Team Competitions with Kahoot!

All seventh and eighth grade ELA students visited the library during the month of January.  We had a lot of important information to discuss, but there was time for some friendly competition as well.

During a summer iPad training session provided by CA BOCES, I learned about a tech tool called Kahoot.  Kahoot makes it easy to create interactive quizzes.  From my iPad, I projected the Kahoot questions onto the screen.  Students broke into groups and each group was given an iPad.  The students could then choose the correct answers on their iPad.  Kahoot awards points based not only on correct answers, but how quickly you answer.  This definitely helped to create a competitive atmosphere in all of the classes!
Seventh grade teams participating in Kahoot! challenges.

The questions were projected on the screen. Teams used their iPads to select the answers.
The seventh grade ELA students were just beginning to work on a nonfiction unit.  They came to the library for a refresher on how to use the OPAC, call numbers, and where to find the nonfiction books in the library.  The Kahoot questions tested their knowledge of nonfiction.  Here are some examples of the seventh grade questions:



When the eighth grade classes visited the library later in January, their purpose for visiting was a little bit different.  The classes were reading Flowers for Algernon and were preparing to write an essay about a medical ethics topic.  

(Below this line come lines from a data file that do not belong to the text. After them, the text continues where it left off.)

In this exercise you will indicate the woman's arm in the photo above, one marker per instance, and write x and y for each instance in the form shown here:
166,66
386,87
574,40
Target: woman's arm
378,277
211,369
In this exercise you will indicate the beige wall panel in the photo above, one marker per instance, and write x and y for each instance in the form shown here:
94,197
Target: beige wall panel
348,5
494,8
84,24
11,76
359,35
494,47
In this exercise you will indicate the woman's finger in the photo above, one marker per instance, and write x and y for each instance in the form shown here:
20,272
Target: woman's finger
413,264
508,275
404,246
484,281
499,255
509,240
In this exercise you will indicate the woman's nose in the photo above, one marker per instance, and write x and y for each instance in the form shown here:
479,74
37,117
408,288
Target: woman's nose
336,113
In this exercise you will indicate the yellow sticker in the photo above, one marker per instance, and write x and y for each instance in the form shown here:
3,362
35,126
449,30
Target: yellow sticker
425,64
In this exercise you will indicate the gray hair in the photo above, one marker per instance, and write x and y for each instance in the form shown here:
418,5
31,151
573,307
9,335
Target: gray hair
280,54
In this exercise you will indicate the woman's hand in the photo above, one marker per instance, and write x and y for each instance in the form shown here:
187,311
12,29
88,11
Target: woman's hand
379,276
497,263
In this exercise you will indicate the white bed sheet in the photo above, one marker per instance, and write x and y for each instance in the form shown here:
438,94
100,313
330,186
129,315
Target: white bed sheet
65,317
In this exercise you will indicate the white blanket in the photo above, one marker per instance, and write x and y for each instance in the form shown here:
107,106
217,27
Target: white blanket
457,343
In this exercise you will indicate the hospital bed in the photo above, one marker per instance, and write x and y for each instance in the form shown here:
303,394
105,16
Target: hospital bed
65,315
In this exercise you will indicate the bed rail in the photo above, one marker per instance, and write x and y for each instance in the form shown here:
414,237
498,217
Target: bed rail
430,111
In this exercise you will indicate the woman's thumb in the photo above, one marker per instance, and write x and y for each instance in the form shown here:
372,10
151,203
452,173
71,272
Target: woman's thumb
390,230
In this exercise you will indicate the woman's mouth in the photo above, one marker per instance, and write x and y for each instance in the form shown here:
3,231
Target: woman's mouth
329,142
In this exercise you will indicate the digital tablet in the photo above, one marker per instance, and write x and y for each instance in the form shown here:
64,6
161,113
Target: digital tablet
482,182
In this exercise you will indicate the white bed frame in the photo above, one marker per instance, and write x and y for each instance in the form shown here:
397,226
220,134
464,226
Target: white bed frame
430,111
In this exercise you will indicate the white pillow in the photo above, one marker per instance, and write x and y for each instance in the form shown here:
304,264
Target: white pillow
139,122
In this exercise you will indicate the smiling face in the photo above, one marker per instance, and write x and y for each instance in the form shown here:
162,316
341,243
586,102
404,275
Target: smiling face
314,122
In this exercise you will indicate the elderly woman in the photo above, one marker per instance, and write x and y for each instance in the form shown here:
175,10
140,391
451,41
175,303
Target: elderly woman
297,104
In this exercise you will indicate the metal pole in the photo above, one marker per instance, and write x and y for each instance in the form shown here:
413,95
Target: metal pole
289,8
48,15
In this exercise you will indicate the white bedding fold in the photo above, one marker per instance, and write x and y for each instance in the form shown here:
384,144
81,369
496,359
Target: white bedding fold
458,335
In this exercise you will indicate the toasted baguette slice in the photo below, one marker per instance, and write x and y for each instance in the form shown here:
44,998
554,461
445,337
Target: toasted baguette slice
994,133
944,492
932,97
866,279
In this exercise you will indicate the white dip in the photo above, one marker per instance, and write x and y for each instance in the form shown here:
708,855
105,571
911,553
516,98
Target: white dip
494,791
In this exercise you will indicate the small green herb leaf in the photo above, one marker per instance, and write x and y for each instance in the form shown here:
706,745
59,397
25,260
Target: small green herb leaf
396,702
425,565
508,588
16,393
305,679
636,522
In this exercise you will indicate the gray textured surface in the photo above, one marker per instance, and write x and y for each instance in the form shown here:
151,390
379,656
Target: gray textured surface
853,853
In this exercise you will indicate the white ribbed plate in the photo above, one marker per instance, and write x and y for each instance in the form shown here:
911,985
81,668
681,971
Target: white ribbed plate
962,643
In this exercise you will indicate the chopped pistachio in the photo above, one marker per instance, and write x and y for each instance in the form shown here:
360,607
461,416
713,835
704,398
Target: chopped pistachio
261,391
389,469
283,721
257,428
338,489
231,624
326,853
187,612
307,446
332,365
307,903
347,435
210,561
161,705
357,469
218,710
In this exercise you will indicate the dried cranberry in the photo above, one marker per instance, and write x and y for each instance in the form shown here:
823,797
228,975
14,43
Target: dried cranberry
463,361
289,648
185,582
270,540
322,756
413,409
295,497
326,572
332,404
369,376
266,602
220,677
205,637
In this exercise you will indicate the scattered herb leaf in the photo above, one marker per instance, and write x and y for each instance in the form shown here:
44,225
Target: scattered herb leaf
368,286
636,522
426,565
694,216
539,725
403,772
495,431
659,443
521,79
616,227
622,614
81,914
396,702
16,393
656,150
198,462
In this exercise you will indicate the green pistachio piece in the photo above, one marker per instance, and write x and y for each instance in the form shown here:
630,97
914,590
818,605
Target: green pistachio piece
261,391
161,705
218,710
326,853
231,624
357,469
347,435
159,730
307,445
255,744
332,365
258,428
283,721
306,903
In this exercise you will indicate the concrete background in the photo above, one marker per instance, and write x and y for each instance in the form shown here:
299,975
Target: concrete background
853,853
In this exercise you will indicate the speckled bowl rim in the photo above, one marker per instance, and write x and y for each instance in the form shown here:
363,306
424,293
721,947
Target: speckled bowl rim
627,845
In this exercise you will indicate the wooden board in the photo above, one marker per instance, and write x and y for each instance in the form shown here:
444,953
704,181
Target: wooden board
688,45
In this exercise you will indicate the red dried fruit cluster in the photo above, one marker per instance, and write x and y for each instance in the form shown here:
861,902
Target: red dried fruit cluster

First, the eighth grade students were reintroduced to Pioneer's online databases.  They then learned about Opposing Viewpoints in Context, a database new to the middle school this year.  This is a great resource that was made for this type of project.  Students can not only access differing viewpoints about many controversial topics, but they can also see newspaper articles, magazine articles, or websites related to the topic they are searching for.  After the database refresher, we discussed using Note Sheets to keep track of sources used.  We also discussed ways to avoid plagiarism, how to evaluate websites, and better ways to use Google and Wikipedia.  That was a lot of ground to cover in a short time!  Students were looking forward to the Kahoot after all of that information.  Here are examples of the eighth grade questions:

The winning teams in each class were offered prizes.  The prizes included some of the "limited edition" scratch and sniff bookmarks, puff ball animals, and stickers.  We will definitely be bringing Kahoot back for some more lessons in the library.  The competition added a new layer of excitement to library topics.